SCHWARTZ: They aren't part of the Kyoto agreement and that's in fact one of the problems in coming to an agreement. Basically, any time a country does something to achieve global climate benefits, those benefits accrue to everybody in the world, but you're paying for it. And so each nation says well, we don't want to pay for it. People in the US complain about economic advantages. People in the developing world say well, you know, we haven't had our chance to develop yet. When you start looking at these air pollution benefits, they're local. And that makes a big difference. What you can say to the developing countries is, yes, it's true, you don't use as many tons of CO2 per person as the United States does. But the ones that you're using are killing your citizens, and here's how many lives you could save in your country if you did something about that. And it's worth it to you. So it moves things from being a sort of fight between countries and who's going to pay for a common good to making it clear to these countries that they actually each have it in their own interest to do something.

CURWOOD: How many lives are you talking about saving in the developing world?

SCHWARTZ: When you move to the developing world, we're talking about much bigger numbers, because there's a lot of very dirty coal combustion in places like China and India and it's growing very fast. So you're talking about, you know, numbers up, like, hundreds of thousands of deaths per year that can be avoided.

CURWOOD: What are the big uncertainties about this study?

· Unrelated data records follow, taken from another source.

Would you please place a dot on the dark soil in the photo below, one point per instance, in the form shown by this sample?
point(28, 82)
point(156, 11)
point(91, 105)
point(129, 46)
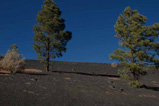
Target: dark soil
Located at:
point(76, 84)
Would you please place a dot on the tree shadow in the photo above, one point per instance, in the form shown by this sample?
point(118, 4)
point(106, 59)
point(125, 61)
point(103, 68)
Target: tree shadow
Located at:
point(87, 74)
point(150, 87)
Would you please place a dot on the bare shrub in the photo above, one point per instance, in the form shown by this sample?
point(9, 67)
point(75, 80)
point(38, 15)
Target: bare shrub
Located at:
point(1, 57)
point(13, 62)
point(114, 64)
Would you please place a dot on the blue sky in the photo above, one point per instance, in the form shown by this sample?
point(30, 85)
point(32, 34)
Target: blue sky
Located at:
point(91, 22)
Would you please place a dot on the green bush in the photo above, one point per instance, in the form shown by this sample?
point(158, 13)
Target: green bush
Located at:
point(13, 61)
point(124, 73)
point(135, 84)
point(1, 57)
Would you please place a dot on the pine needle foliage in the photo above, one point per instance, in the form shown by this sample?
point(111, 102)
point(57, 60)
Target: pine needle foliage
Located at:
point(50, 38)
point(137, 43)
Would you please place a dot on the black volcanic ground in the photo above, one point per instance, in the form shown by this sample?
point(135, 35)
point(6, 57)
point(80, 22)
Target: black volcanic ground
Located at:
point(76, 84)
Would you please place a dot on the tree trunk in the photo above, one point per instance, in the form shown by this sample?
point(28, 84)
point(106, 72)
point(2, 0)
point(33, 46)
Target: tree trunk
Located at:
point(48, 56)
point(133, 77)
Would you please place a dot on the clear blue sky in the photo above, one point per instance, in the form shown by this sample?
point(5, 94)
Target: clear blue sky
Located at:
point(91, 22)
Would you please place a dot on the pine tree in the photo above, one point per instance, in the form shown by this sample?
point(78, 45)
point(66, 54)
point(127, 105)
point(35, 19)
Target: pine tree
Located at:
point(137, 44)
point(50, 39)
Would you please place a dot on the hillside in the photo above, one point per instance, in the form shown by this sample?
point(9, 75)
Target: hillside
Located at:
point(76, 84)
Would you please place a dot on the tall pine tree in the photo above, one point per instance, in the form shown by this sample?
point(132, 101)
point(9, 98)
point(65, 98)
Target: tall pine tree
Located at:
point(137, 44)
point(50, 38)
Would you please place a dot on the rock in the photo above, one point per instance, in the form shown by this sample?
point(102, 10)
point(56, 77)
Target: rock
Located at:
point(121, 90)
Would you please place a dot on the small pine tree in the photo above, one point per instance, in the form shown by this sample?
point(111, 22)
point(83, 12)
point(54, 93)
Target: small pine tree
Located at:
point(136, 41)
point(50, 39)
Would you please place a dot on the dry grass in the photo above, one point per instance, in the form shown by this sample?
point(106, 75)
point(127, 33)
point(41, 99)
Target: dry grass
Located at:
point(113, 78)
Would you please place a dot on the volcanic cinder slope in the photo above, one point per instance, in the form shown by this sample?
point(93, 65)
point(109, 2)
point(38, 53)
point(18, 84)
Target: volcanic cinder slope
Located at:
point(76, 84)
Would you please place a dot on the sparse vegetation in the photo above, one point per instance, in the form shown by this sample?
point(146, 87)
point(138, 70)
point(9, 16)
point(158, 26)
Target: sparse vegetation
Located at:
point(137, 42)
point(50, 39)
point(13, 61)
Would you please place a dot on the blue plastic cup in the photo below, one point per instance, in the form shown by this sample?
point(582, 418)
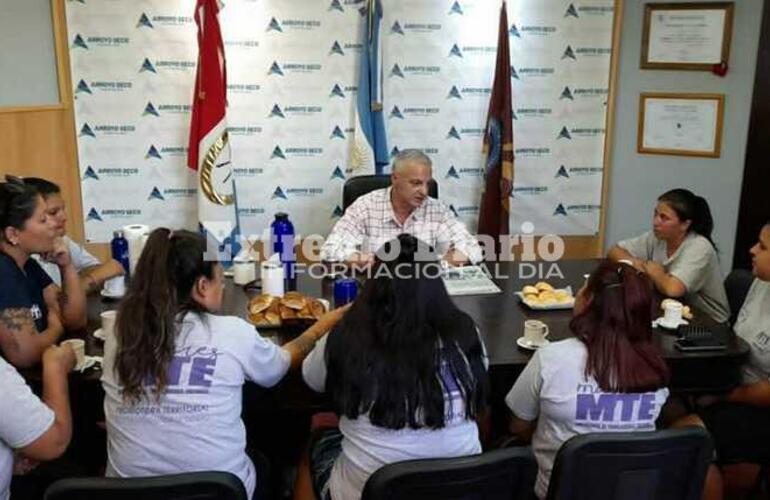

SCHWARTZ: If you were to take the study as how many people, how many lives will be saved under scenario X, there are big uncertainties because there are uncertainties about what the actual strategies would be to reduce CO2 emissions. There are uncertainties about what the pollution concentrations would be. But if you look at it more broadly, how uncertain is the conclusion that if you did something reasonable to control the use of fossil fuel and the buildup of CO2 emissions, that there would be health benefits that would be commensurate with that? Then I think there's very little uncertainty. You'd really have to think that, you know, the conclusions of WHO and the US government and the British government and all the people who have reviewed these studies linking particulate air pollution to mortality are wrong to come up with a different answer.

CURWOOD: I want to thank you for taking this time with us.

SCHWARTZ: My pleasure.

CURWOOD: Dr. Joel Schwartz teaches at the Harvard School of Public Health. He's an epidemiologist and a former official of the United States Environmental Protection Agency.